Only Mine

Chapter 20

"Jess, come on, drink up."

"Shit, Han, my head is spinning and we didn't even leave the apartment yet."

"It's freaking New Year's. You are supposed to be drunk even before the clock hits midnight and turn us all in pumpkins."

We are all laughing like hyenas, impossible for anyone to not realize how drunk we are. Well, I am still angry about Jake. And disappointed. And sad. And furious. And it is New Year's Eve. So I have plenty of reason to drink my ass off.
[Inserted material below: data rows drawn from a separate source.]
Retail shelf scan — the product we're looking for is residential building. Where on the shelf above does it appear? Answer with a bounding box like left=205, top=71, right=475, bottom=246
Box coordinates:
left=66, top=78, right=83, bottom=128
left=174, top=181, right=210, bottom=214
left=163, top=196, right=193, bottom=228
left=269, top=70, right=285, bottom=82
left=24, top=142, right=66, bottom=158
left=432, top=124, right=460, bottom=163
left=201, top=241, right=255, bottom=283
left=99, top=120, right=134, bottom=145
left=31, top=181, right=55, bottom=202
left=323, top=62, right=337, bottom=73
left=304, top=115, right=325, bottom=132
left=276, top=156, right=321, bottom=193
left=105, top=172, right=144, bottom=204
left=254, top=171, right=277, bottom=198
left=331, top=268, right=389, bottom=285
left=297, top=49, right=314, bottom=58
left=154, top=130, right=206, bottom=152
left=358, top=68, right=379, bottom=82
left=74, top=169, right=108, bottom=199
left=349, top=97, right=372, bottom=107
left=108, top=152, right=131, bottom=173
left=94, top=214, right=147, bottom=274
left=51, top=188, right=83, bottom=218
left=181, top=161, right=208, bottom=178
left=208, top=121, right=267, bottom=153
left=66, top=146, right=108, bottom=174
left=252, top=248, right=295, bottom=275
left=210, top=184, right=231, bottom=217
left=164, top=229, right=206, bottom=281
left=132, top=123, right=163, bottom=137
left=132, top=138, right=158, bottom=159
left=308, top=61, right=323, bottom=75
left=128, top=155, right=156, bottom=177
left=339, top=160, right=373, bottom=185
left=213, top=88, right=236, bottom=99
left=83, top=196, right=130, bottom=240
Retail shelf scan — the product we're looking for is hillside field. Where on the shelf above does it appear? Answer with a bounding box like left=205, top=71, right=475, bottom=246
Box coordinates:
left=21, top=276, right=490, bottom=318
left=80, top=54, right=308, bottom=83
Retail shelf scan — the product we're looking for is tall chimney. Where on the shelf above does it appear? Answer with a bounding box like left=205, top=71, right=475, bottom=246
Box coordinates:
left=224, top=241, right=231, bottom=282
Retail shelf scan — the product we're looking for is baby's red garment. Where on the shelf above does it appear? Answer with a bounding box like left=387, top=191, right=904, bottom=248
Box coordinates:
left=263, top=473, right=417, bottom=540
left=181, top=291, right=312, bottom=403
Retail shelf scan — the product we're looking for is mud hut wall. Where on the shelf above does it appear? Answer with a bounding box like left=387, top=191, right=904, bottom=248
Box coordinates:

All of us girls are sitting on the couch at Hannah's place, drinking some yummy cocktails that I probably don't want to know what they are made of and getting ready for a crazy night out. We are going to our favorite spot, the coolest pub in our town that is our getaway at least once a month. And from then on, wherever we feel like it.

It's not like I have somewhere else to be. My mum is celebrating with her friends, ladies her age probably crazier than we are, Brian and Becca went away with their group of friends to Amsterdam and Jake, well, haven't heard a word from him since Christmas morning.

Can't really count the times I wanted to contact him, but I knew I should have some pride and find a guy who would want to show off I'm his girl, not make me some dirty little secret.

"Hellooooo, Earth to Jessica. Where did you go again?"

It's the second time Han had to pull me out of my funky mood, thinking about things that had no place in my head on the night that should be celebrated in hopes of a better year to come.

Damn you, Jake. I'm not missing you today. Period.

I shook my head lightly before yelling for all the girls to hear.

"One more shot! And then we go out and have the craziest night of this year."

They all screamed in unison, lifting their cups and clinking them together.

"To the best night ever."

Yes, to the best one.

-------

I can feel my heartbeat in my head. I swear every beat of my heart feels like a clap of thunder in my brain. Fuck my life, this is one hell of a hangover.

I try to lift my head from the pillow, but my head is pounding more with every move, so I just stop trying.

Before I manage to open my eyes, a movement registers next to me and a heavy arm lays over my stomach.

What the hell? Where am I? Who in the name... is this?

In a sudden panic, I open my eyes forcefully and there is a guy's arm draped over my bare front and I'm afraid to look to my right to see whose is it.

Please not let it be some random guy. Please no.

I turn my head and the most beautiful green eyes sleepily look at me. Jake.

God, I don't know if I'm relieved it's him or furious I ended up in bed with him. I'm trying to bring back the memories from last night, anything that would lead to why I'm in his bed, just now realizing that, and what happened with us.

My mind is still hazy, but certain flashes of me begging for more, and screaming for Jake do enter my mind. And his pleas to not leave him again resurface, making my heartbeat harder against my chest.

Jake's now fully awake, looking at me with caution, probably trying to decipher where my head is at and how I'm going to react. Pretty justified if you ask me. What the hell did I do yesterday? Why did I give in again? I was so sure I won't let him trample me like this. Stupid stupid drunk Jessica. Argh.

"Good morning, baby."

His voice is still raspy from sleeping, but it only makes me shiver more, subconsciously making me pull the blanket higher up to my neck as this could diminish how affected I am by him.

"What am I doing here? What happened yesterday?"

His brows set low down in a frown, making him look wounded by my words.

"You don't remember anything from yesterday?"

"Just bits and pieces, honestly."

"What 'bits and pieces'?"

My cheeks redden at the things I remember, and apparently I enjoyed our encounter as much as he did. My body is instantly on high alert like I could feel his lips tracing a path between my breasts down to my navel.

"Just ... not much."

He moves slowly closer to me, his arm against my belly giving him the ability to pull me closer, and when I'm about to protest, I'm suddenly pulled under him, his weight pushing me down, but it's the most delicious pressure I felt in a long time.

I miss him so damn much, I am completly, head-over-heels in love with him.

But I decided I don't want just sex anymore, and I know I have to stop this before it gets too far. I mean, further than it already went.

But before I'm able to utter a single word of protest, his mouth descends on mine, making me shut up instantly. I'm trying to protest, half-heartedly putting my hand on his bare chest and pushing him away, but he grabs them and locks my hands above my head.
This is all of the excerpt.